Devletin başı olarak kendisine verilen görevi yerine getirmek durumunda kalan Erdoğan, konuşmasında “yaparım ama benim bildiğim gibi yaparım” mesajı vermiş gibi görünüyor. Konuşmasındaki “ümmet” vurgusu, Türk, Kürt ve Arap birlikteliğinden bahsetmesi, “Bundan sonra biz yola Cumhur İttifakı olarak AK Parti, MHP ve DEM Heyeti olarak devam edeceğiz” ifadeleri, aslında daha önce bahsedilen “yeniden seçilme stratejisi”nin bir yansımasıydı. Erdoğan, “yeni çözüm süreci” ile ortaya çıkan DEM’li daha geniş ittifakı, yeni anayasa ve yeniden seçilme stratejisinin bir parçası haline getirmek istiyor, ancak bu durumun öyle olmayacağı kısa sürede anlaşıldı.
DEM’den ardı ardına gelen açıklamalar, DEM’in Cumhur İttifakı’nın bir parçası olmadığı ve olmayacağı, bu ittifakın “süreç” ile sınırlı olduğu yönündeydi. Eş Genel Başkanlar ve parti yöneticileri, bu durumu peş peşe dile getirdiler.
Erdoğan, şimdi bir seçim yapmak zorunda gibi görünüyor. “Bu bir al ve süreci değildir” derken, bir adım atma zorunluluğuyla karşı karşıya. Avrupa İnsan Hakları Mahkemesi’nin, Selahattin Demirtaş ve diğer hükümlüler hakkında verdiği “hak ihlali” kararı, avukatlar tarafından tahliye talebiyle birlikte gündeme gelmişti. Bu hafta mahkemeden bir karar açıklanması bekleniyor ve bu karar, “süreç” ile ilgili birçok kesimin alacağı kararları etkileyeceğe benziyor.

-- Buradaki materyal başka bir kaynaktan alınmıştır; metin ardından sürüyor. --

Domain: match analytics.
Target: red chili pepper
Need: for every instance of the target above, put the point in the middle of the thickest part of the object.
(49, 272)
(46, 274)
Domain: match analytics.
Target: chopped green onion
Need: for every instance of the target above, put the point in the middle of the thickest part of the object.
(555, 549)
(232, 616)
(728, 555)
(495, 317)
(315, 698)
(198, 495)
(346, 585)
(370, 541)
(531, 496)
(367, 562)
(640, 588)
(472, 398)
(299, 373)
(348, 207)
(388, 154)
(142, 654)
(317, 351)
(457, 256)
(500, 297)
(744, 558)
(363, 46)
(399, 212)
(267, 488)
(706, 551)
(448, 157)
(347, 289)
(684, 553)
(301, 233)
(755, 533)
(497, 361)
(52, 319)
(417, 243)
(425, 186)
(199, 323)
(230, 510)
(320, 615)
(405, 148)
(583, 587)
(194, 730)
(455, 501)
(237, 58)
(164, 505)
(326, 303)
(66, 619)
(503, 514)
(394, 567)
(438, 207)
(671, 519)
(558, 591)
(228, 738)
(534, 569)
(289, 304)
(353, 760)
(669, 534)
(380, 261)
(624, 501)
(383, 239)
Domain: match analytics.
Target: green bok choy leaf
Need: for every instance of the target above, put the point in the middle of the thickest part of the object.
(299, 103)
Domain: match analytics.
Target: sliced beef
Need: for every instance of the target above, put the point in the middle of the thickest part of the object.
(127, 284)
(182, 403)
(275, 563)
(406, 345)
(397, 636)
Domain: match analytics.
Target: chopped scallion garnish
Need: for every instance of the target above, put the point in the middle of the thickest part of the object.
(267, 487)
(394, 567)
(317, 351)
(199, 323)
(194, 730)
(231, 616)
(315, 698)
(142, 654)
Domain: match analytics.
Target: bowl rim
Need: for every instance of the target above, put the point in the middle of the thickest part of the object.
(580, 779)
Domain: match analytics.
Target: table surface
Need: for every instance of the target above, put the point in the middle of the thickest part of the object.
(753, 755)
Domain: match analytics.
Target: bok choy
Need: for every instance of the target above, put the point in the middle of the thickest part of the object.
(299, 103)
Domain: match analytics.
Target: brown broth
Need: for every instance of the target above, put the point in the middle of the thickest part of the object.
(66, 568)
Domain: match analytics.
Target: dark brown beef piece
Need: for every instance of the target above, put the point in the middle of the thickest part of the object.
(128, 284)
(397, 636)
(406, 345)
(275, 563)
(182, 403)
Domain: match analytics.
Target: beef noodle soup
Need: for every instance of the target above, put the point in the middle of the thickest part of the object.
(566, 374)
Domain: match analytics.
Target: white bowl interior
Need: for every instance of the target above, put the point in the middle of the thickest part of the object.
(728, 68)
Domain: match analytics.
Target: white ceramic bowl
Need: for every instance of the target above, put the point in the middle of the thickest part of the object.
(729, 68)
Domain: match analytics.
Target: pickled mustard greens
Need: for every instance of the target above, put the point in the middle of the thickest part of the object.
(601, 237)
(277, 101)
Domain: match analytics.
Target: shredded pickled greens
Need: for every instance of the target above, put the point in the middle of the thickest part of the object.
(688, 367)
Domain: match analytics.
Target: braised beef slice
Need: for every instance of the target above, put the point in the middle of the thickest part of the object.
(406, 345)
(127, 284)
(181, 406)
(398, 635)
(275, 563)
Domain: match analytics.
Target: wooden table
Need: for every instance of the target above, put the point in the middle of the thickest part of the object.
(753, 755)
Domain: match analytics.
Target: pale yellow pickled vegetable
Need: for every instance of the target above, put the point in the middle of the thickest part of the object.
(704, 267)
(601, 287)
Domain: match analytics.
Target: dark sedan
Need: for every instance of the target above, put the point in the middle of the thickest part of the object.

Erdoğan’ın “dümeni” kendi istediği yöne çevirme arzusu önünde iki büyük engel bulunuyor. Bunlardan birincisi MHP lideri Devlet Bahçeli. MHP’nin tamamını kastetmiyorum, çünkü bu süreç MHP tabanında bazı hareketliliğe neden oldu, ancak bu başka bir yazının konusu. Bahçeli, Erdoğan’ın “bildiğim yoldan” tercihine her an “O zaman o bildiğin yoldan tek başına ilerle” diyebilir. Böyle bir durumda Bahçeli’nin hedeflediği “terörsüz Türkiye” ilk madde olarak yeni yönetimin masasına gelebilir.
İkinci büyük engel ise Selahattin Demirtaş. Geçmiş yerel seçimlerde Öcalan’ın “Kürt seçmen tarafsız kalmalı, 3’üncü yol olmalı” açıklamasına Demirtaş, “gerekirse bağrımıza taş basacağız” diyerek karşı çıkmış ve HDP seçmeni büyük ölçüde Demirtaş’ın izinden gitmişti. Eğer Demirtaş, Türkiye’nin demokratikleşmesi konusunda tek bir kazanım olmadan bu sürecin yürütülmeye çalışıldığı bir noktaya gelinirse, “bu onurlu bir barış değildir” açıklaması yapabilir. Böyle bir durumda Erdoğan’ın yeniden seçilmek için sahip olduğu başka ne tür argümanların kaldığını düşünmek gerekecek. Kuşkusuz, bu yeni süreç en fazla Erdoğan’ı köşeye sıkıştırmış durumda. Gelişmeleri izleyeceğiz.